Oggi ad Atreju si scherza decisamente di meno. Con la raggiunta maturità politica cambia il clima della manifestazione: l’atteggiamento si fa di anno in anno più serioso e intonato con le responsabilità, prima di opposizione e poi di governo. I luoghi, le stagioni e i protagonisti raccontati da Angelo Ciardullo

Quella di Atreju si può letteralmente definire una “storia infinita”. La festa dei virgulti aennini ispirata al protagonista della Neverending Story di Michael Ende nasce nel 1998 da un’idea non di Stefano Accorsi ma di Fabio Rampelli. E ovviamente di Giorgia Meloni, che di Azione Giovani – erede del Fronte della Gioventù e antesignana della Gioventù Nazionale – divenne presidente nel settembre 2004.

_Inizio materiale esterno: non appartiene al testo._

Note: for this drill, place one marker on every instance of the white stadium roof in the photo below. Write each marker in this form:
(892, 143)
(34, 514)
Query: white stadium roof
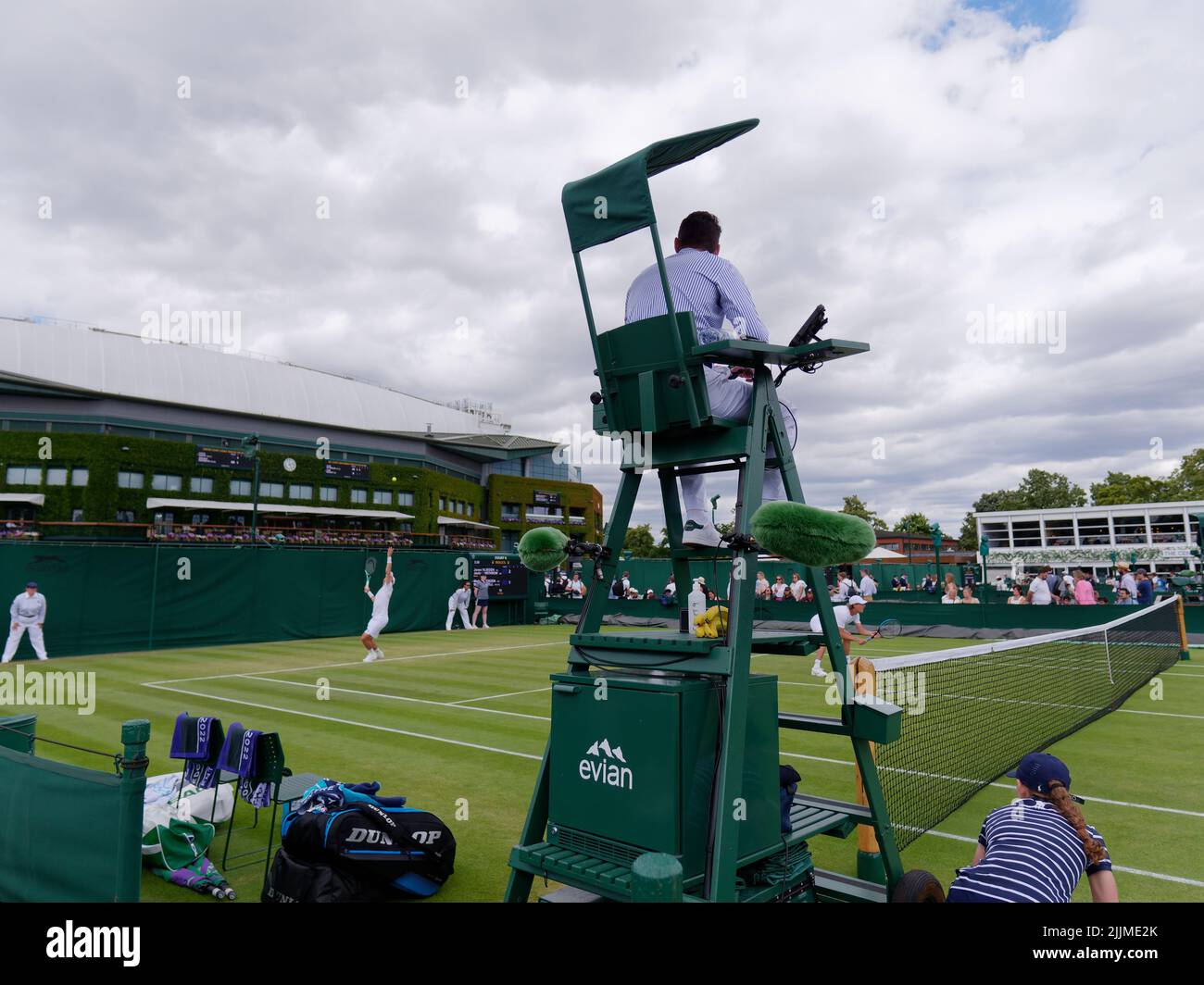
(111, 364)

A fronteggiarsi nel congresso dei giovani di An riuniti quell’anno a Viterbo c’erano lei – all’epoca consigliera provinciale di Roma, sostenuta dalla Destra Protagonista di Ignazio La Russa e Gasparri – e Carlo Fidanza, esponente della Destra Sociale di Gianni Alemanno e Francesco Storace appoggiato anche dal “capo” Gianfranco Fini.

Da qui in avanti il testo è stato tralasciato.